Thank you for showing. Your code is more refined (mine was an experimental version, not refined yet, little tested, dirty, etc) and it shows a couple ideas I too may adopt/copy.

But beside such secondary improvements, my main question was: if the element of those arrays  are object references, or pointers to GC structs, aren't such arrays going to produce GC problems when they aren't initialized yet? They can contain pointers that the GC may add to the roots... even if that memory block is essentially empty still.

So I presume I must always disable the GC looking for pointers on them, and make the GC look for pointers only after I have filled the whole array (and it contains reference types, but I presume the GC is smart enough to stop looking at it if a block is filled with just non-reference types).
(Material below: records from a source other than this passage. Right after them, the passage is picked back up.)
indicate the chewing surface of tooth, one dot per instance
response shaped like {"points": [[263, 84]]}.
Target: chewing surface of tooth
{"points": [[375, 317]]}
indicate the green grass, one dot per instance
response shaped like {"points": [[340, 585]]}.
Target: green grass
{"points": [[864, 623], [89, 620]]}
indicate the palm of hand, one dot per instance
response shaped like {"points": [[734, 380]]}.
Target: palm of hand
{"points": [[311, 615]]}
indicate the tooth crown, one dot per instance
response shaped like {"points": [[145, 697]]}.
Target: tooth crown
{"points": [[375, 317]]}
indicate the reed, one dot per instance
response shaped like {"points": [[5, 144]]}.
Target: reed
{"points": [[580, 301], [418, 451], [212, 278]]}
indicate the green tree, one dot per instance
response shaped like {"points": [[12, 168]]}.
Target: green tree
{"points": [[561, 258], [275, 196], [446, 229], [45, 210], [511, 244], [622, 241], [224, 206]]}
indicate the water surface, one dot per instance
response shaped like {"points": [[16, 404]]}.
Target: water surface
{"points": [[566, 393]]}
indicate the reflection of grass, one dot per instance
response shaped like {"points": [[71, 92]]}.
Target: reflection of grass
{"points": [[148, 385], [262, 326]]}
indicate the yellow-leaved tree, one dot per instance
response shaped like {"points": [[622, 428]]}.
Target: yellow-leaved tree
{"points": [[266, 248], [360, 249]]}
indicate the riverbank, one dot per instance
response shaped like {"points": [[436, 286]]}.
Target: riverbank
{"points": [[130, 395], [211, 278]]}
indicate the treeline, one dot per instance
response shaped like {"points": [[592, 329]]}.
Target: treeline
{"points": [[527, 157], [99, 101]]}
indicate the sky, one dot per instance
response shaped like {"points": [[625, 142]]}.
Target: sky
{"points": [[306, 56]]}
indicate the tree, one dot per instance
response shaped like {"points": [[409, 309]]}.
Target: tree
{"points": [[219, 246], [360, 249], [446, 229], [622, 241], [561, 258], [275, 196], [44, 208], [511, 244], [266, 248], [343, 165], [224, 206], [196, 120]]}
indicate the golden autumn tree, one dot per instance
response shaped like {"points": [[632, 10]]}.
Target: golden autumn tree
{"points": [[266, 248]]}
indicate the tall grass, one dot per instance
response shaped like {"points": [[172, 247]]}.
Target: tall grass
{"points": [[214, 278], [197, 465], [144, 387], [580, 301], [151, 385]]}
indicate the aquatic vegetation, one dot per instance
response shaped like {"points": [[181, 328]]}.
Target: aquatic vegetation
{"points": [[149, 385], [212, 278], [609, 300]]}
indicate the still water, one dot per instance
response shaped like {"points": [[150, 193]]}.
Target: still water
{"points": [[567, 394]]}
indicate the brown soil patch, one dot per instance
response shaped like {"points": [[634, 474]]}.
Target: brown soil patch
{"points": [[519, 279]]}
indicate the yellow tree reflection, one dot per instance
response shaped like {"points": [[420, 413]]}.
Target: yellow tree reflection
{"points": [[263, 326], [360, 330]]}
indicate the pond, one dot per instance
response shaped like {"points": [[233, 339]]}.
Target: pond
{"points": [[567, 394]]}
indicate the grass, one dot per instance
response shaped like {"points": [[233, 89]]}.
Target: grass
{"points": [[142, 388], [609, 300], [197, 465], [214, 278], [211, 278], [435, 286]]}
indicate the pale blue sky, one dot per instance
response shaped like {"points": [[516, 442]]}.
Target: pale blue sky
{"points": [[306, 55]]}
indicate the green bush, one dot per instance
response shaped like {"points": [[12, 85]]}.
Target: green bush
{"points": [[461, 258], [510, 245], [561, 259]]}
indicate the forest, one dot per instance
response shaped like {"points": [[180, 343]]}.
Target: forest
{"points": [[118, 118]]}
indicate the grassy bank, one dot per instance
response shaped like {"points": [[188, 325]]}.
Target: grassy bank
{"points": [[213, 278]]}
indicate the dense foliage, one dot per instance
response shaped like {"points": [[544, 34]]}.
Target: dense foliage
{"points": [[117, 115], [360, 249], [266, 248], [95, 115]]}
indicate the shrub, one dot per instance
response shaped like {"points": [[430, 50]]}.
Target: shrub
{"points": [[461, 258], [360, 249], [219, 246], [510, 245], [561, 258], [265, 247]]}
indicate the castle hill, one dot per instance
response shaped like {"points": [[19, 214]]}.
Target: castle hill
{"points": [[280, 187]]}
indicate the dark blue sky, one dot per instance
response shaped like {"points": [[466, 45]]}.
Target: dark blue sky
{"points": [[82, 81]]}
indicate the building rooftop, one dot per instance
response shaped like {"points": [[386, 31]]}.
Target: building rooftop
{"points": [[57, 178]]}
And note that such data structure is simple, it's just an 1D/2D array. When data structures are more complex I don't know anymore how the GC will manage them in such mixed manual/automatic situations... Programming in C is much simpler, because there's no a hidden subystem (the GC) that works in mysterious ways when your code is running.

Bye,
bearophile
March 06, 2008
bearophile wrote:
> Marius Muja:
>> I'm using something very similar in my speed-critical code:
> 
> Thank you for showing. Your code is more refined (mine was an experimental version, not refined yet, little tested, dirty, etc) and it shows a couple ideas I too may adopt/copy.
> 
> But beside such secondary improvements, my main question was: if the element of those arrays  are object references, or pointers to GC structs, aren't such arrays going to produce GC problems when they aren't initialized yet? They can contain pointers that the GC may add to the roots... even if that memory block is essentially empty still. 
> 
> So I presume I must always disable the GC looking for pointers on them, and make the GC look for pointers only after I have filled the whole array (and it contains reference types, but I presume the GC is smart enough to stop looking at it if a block is filled with just non-reference types).

> And note that such data structure is simple, it's just an 1D/2D
> array. When data structures are more complex I don't know anymore how
> the GC will manage them in such mixed manual/automatic situations...
> Programming in C is much simpler, because there's no a hidden
> subystem (the GC) that works in mysterious ways when your code is
> running.

Sorry I didn't read your post in detail, but if think C-like behavior is easier, then why don't you just use std.c.stdlib.{malloc,calloc,alloca,realloc,free} ?

--bb
March 07, 2008
bearophile wrote:
> Marius Muja:
>> I'm using something very similar in my speed-critical code:
> 
> Thank you for showing. Your code is more refined (mine was an experimental version, not refined yet, little tested, dirty, etc) and it shows a couple ideas I too may adopt/copy.
> 
> But beside such secondary improvements, my main question was: if the element of those arrays  are object references, or pointers to GC structs, aren't such arrays going to produce GC problems when they aren't initialized yet? They can contain pointers that the GC may add to the roots... even if that memory block is essentially empty still. 
> 
> So I presume I must always disable the GC looking for pointers on them, and make the GC look for pointers only after I have filled the whole array (and it contains reference types, but I presume the GC is smart enough to stop looking at it if a block is filled with just non-reference types).

I usually disable the GC in all speed-critical code and I manage memory manually.

> 
> And note that such data structure is simple, it's just an 1D/2D array. When data structures are more complex I don't know anymore how the GC will manage them in such mixed manual/automatic situations... Programming in C is much simpler, because there's no a hidden subystem (the GC) that works in mysterious ways when your code is running.
> 
> Bye,
> bearophile